Google Play will now display verification badges on approved VPNs as a way to “highlight apps that prioritize user privacy and safety,” the company announced on Tuesday. The new badge will appear on a VPN app’s details page and within search results, proving that it meets specific standards outlined by Google.
To qualify for the new verification badge, VPN apps must complete a Mobile Application Security Assessment (MASA) Level 2 validation, which evaluates an app’s security. VPNs must also have at least 10,000 installs and 250 reviews, be published on Google Play for at least 90 days, submit information on how they collect user data, and opt in to independent security reviews. Google notes that while “other factors contribute to the evaluation,” completing these requirements “significantly increase[s]” a VPN app’s chance of getting a verified badge.
This builds on Google’s efforts to provide more transparency and security in the Play Store. The company rolled out privacy labels in 2022 and later introduced a badge showing whether an app received an independent security review.
Clearly, Privacy Guides and Techlore standards are superior in my view. I think this way Google may be misleading people to inferior VPNs from a privacy POV.
This may worsen our advocacy for the ones we recommend.
How else do you formulate a process to evaluate a service/tool like a VPN? Sure, the checklist will need to be “fluid” to account for new chnages and developments and what have you but it’ll be a checklist nonetheless if you are maintaining thresholds for what you consider should be the way or not with a tool like this.

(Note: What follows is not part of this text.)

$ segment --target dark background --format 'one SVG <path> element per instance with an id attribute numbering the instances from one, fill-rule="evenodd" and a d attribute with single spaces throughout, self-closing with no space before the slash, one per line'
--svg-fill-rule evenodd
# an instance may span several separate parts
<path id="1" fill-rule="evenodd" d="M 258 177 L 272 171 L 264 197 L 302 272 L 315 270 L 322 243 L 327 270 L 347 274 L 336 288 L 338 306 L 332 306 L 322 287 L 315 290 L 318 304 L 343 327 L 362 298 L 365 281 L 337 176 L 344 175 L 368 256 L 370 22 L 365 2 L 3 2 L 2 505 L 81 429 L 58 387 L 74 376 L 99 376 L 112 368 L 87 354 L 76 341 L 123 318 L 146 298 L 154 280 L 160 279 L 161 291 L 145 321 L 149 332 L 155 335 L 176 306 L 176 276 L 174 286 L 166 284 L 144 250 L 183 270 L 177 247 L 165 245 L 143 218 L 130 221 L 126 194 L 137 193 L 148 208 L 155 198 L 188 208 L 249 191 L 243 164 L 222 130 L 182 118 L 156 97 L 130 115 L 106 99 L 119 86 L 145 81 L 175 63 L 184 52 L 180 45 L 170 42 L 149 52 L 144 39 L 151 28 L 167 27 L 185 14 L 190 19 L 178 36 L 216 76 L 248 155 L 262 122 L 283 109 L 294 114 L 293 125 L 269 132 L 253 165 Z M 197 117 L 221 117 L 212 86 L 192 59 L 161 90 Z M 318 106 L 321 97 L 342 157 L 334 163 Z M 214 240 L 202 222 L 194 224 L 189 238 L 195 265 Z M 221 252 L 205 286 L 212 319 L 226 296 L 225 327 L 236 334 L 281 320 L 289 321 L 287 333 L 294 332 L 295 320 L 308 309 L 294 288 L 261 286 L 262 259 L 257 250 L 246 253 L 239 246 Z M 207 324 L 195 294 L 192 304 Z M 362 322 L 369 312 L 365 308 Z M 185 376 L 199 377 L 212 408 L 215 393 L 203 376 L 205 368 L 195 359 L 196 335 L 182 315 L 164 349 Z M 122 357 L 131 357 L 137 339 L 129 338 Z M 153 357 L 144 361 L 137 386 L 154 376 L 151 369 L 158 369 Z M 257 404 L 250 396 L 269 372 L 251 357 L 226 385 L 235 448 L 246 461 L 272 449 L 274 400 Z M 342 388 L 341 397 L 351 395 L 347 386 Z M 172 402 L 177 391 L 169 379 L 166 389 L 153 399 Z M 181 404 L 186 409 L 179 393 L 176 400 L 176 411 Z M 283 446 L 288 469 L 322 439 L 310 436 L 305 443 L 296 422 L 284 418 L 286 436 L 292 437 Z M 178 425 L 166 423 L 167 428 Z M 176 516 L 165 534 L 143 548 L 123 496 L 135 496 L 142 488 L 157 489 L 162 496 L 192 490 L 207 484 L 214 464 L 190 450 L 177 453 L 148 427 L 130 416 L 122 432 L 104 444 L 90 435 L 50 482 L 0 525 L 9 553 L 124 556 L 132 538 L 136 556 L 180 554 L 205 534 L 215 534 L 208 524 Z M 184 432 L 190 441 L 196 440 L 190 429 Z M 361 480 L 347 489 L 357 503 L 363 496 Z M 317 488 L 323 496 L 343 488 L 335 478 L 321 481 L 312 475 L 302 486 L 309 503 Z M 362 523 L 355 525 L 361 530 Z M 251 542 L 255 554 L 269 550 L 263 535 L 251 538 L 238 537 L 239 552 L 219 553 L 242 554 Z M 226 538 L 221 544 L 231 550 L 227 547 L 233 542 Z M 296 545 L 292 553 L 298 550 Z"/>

Right. Folks underestimate the power of defaults. If, by default, folks learn to not use VPNs that MASA won’t certify, that’s a win. MASA can then demand more things (given they’re good stewards) as its labels gain more weight. Think of it like the “green lock” Chrome shows for HTTPS websites and Google Search down-ranking non-secure webistes (either expired certs or plain text).
I expect Google to take more & more such decisions (to protect unsuspecting users from app developers at the cost of even looking ridiculous) as Android keeps up its world-dominating growth which in turn attracts some really nasty, greedy, opportunistic, malicious actors from all corners.
As for VPN apps: Some are an absolute racket (ex: run residential proxies, which are primarily used for click/ad-fraud & web scraping, though have “legitimate” uses in geo unblocking apps & content). The less folks use those wicked apps, the better. If it is MASA labels, so be it.
They are so many shady VPNs run by shady companies with unknown security. This can help lower the trust in those, although in my view any VPN that has been on play store for less than 60 day and don’t publish info on security and data pratices should auto be flagged as untrustworthy.
At the same time, this might be true. But tbf, this is already done by the media* which has gave up honest recommendations for VPNs for what gives the most affiliation money.
*Honorable mention to New York Times as an exception.
What Jonah means by that is that unlike PG and Techlore which have a little stricter criteria (in this case does both security and privacy for PG). Google just verifies wherever is more “reputable enough” for them.